Editor’s note: This market commentary is provided by the Dairy Division at FCStone/Downes-O'Neill in Chicago, Ill.
The Class III market traded just over 1,200 contracts in a mixed fashion Thursday. The trade accepted the Cold Storage report as “bullish leaning,” but it was likely a 1.5-cent move higher in blocks, combined with stronger dry whey futures, that helped buoy nearby futures. Still, significant buy side activity was somewhat in short supply as Q4 contracts continue to trade nearly $1.50/cwt better than current spot pricing. 2012 contracts are willing to carry a significant premium to spot, but unwilling to make fresh highs unless more substantive bullish news flows into the market. Such a scenario could potentially spur a downward price correction for Class III futures in the very short-term.
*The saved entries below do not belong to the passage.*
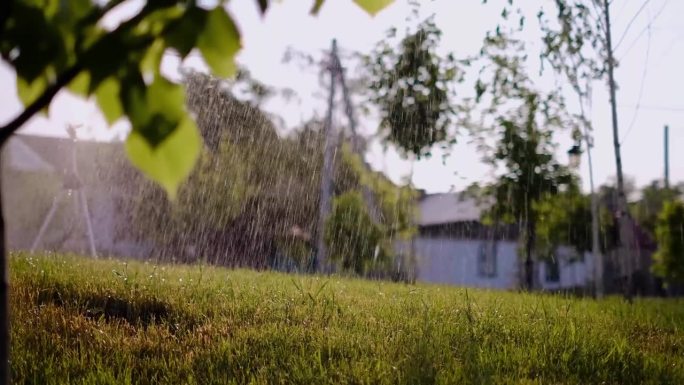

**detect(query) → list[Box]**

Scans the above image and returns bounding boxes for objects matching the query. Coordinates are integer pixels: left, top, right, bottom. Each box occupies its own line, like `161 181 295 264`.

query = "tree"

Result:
485 105 574 290
0 0 396 381
116 72 416 275
474 33 574 290
632 181 682 238
364 16 461 158
325 191 387 275
535 190 615 261
652 201 684 287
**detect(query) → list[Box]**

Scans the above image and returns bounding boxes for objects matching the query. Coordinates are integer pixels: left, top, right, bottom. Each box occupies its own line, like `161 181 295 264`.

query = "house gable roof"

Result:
4 137 56 173
4 134 125 183
418 193 485 226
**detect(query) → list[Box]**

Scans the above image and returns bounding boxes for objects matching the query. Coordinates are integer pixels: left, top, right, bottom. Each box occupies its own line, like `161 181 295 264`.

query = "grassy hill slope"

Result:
10 254 684 384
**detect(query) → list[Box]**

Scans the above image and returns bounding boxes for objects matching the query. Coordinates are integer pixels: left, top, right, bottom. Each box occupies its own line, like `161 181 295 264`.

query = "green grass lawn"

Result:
10 253 684 384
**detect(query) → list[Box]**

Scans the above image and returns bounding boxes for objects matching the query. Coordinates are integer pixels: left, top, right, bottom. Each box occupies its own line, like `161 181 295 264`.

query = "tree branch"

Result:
0 64 83 146
0 0 129 146
0 1 166 146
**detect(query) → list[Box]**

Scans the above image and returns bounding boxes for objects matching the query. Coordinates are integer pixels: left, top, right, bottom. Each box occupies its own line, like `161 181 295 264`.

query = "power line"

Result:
614 0 651 50
615 0 634 20
616 0 670 59
618 104 684 112
620 10 652 145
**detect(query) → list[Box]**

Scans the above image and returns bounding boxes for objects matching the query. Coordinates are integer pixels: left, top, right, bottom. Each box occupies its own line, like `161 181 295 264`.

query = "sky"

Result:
1 0 683 194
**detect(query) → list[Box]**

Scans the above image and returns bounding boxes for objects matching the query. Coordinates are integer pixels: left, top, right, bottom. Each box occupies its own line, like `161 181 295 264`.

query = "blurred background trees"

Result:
112 72 415 278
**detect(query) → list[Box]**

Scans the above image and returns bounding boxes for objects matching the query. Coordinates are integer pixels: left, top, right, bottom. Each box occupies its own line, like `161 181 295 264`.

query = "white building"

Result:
413 193 594 291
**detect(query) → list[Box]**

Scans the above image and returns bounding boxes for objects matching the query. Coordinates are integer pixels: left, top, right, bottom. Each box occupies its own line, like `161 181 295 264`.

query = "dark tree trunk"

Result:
524 220 536 290
0 151 10 384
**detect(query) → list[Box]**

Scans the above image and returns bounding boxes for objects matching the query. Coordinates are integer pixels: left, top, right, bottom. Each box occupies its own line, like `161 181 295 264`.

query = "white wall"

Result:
538 248 594 291
413 237 519 289
414 237 594 290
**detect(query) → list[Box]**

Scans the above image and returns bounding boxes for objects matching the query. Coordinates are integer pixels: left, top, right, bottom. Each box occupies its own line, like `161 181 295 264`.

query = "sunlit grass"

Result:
10 253 684 384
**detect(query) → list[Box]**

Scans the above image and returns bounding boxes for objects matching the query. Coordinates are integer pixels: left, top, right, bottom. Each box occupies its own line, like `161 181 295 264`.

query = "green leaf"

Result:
17 76 48 106
120 71 186 147
310 0 325 14
95 77 124 125
84 33 130 93
6 3 66 82
164 7 207 58
67 71 90 97
119 69 149 129
125 116 201 200
140 39 166 77
353 0 394 16
197 7 241 78
147 76 184 120
142 76 186 146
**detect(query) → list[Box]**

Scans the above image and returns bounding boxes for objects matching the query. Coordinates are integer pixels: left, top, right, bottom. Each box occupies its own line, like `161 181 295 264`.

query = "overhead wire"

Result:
616 0 670 59
619 105 684 113
614 0 652 50
619 5 652 145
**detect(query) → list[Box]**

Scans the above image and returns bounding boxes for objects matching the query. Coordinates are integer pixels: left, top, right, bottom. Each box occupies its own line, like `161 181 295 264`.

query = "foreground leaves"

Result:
197 7 241 78
125 116 201 200
2 0 398 197
1 1 241 198
354 0 395 16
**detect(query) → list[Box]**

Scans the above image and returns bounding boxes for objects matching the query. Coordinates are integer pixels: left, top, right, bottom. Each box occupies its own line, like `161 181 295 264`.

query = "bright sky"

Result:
1 0 683 194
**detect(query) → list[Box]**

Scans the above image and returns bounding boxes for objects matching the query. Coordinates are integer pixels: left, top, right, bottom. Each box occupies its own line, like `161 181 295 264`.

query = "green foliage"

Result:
354 0 395 16
329 145 416 277
536 1 607 92
325 191 387 275
365 18 460 158
631 181 682 238
196 7 241 78
1 0 243 196
475 33 574 222
1 0 397 197
125 116 200 200
652 201 684 285
10 253 684 384
473 33 575 288
120 74 315 265
489 1 608 143
535 191 615 260
117 73 415 273
336 145 416 241
483 95 574 226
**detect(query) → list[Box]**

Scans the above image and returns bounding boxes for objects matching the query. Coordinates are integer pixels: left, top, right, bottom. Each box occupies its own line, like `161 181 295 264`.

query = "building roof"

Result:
4 136 56 173
3 134 125 185
417 193 485 226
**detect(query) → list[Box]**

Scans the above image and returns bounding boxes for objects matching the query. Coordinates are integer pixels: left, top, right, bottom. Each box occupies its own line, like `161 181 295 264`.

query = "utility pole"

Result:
664 125 670 189
316 39 381 273
315 39 338 273
331 44 380 222
603 0 634 300
587 140 603 298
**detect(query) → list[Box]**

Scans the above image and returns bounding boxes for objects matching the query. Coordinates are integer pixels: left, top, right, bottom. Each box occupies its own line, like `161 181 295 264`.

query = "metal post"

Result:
30 194 62 253
332 48 380 222
79 190 98 258
315 39 338 273
585 137 603 298
603 0 634 300
664 125 670 189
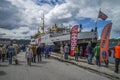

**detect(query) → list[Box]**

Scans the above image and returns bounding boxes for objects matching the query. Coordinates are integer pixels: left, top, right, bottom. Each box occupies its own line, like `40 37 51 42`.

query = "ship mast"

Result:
41 13 44 33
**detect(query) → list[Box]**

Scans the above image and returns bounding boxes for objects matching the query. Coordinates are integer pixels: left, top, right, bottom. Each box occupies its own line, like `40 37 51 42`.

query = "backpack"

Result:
46 48 49 52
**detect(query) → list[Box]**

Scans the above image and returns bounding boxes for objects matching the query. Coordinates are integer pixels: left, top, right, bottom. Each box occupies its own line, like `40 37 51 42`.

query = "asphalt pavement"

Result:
0 52 114 80
51 52 120 80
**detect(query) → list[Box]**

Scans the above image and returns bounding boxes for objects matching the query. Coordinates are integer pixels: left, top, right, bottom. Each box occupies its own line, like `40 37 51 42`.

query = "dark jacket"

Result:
37 46 43 55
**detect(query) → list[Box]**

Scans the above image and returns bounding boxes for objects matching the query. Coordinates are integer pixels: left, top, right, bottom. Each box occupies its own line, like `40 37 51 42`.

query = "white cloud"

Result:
0 0 120 39
45 0 120 38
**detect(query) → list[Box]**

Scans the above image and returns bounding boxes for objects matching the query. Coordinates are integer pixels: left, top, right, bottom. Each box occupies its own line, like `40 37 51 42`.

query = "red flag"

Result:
70 25 78 56
98 11 108 20
100 23 112 62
While the nearby contracts finished firm, 2013 contracts may have started a corrective period Thursday. Price advancements and trading volumes for next year have dwindled over the past several sessions. There may be several reasons for this, including weaker grain prices since Tuesday having played a role in cooling end-user buying down. The important aspect is, however, that buyer sentiment is noticeably less worried Thursday than at the beginning of the week.
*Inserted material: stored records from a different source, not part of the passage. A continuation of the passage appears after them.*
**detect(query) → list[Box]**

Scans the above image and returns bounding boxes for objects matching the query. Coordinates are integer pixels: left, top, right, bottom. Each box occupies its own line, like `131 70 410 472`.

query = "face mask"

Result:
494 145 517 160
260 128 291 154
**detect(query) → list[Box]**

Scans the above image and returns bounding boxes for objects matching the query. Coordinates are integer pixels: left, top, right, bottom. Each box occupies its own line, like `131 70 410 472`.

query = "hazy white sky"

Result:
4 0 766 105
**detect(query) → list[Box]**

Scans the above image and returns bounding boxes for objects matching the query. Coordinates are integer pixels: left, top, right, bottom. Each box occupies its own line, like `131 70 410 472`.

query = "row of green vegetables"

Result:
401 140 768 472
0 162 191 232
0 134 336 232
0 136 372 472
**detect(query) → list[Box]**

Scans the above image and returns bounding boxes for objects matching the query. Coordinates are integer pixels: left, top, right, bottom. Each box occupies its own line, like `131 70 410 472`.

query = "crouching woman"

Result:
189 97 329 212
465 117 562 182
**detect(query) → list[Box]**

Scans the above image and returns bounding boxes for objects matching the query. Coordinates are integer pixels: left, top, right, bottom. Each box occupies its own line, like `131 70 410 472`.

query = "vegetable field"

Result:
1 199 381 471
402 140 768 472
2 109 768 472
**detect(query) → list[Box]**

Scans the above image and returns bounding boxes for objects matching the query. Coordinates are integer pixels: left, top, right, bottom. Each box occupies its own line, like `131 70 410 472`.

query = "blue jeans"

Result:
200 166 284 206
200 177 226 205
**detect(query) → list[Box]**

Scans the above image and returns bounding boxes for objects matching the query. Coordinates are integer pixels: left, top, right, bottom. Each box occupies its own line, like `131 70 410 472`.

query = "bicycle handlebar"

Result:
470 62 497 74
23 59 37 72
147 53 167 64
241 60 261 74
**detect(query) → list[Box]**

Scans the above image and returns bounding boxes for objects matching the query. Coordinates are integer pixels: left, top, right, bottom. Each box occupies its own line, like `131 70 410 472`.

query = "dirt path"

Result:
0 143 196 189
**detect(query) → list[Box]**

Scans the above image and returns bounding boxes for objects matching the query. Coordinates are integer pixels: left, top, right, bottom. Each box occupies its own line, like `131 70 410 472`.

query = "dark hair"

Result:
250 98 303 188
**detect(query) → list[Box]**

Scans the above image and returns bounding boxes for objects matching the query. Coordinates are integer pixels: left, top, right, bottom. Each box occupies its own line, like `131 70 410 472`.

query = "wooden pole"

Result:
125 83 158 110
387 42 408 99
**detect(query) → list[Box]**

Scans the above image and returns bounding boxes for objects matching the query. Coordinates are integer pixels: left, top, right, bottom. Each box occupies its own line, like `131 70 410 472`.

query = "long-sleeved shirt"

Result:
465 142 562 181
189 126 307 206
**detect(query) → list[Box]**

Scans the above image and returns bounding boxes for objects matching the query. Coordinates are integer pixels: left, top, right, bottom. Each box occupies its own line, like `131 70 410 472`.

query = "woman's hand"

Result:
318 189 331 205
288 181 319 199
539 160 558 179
Producers continue to size up potential profit margins and wrap up sales for Q4, while looking ahead to next year’s opportunities. While option activity for 2013 was rather light Thursday, producers are currently looking at some favorable min/max strategies for the first half of the year. The $17.50 puts (floor) traded against the $21.00 calls (ceiling) at even money yesterday.
For the week ending August 11, dairy cow slaughter under federal inspection was up 7.7 percent, at 57,300 head, compared with the same period the previous year. Year-to-date slaughter levels are 4.9 percent higher than 2011 levels, with 1,857,600 head slaughtered.
Corn futures spent Thursday on an uneventful slide of around 20 cents/bushel in September and December. Soybeans and wheat also finished the day lower, but it appeared corn was the leader of weakness yesterday. The big Friday corn reversal from two-weeks ago still looms as the major resistance to the corn market. It took a huge dose of positive USDA news to get to that peak. It will take a lot of bullish emotions to get through that top. And with weather behind us, quiet demand news in front of us, traders are left drinking from a trough of lackluster Crop Tour results that are, in some instances, actually slightly better that the USDA had predicted. All this spells a price correction ― one that ought to continue today.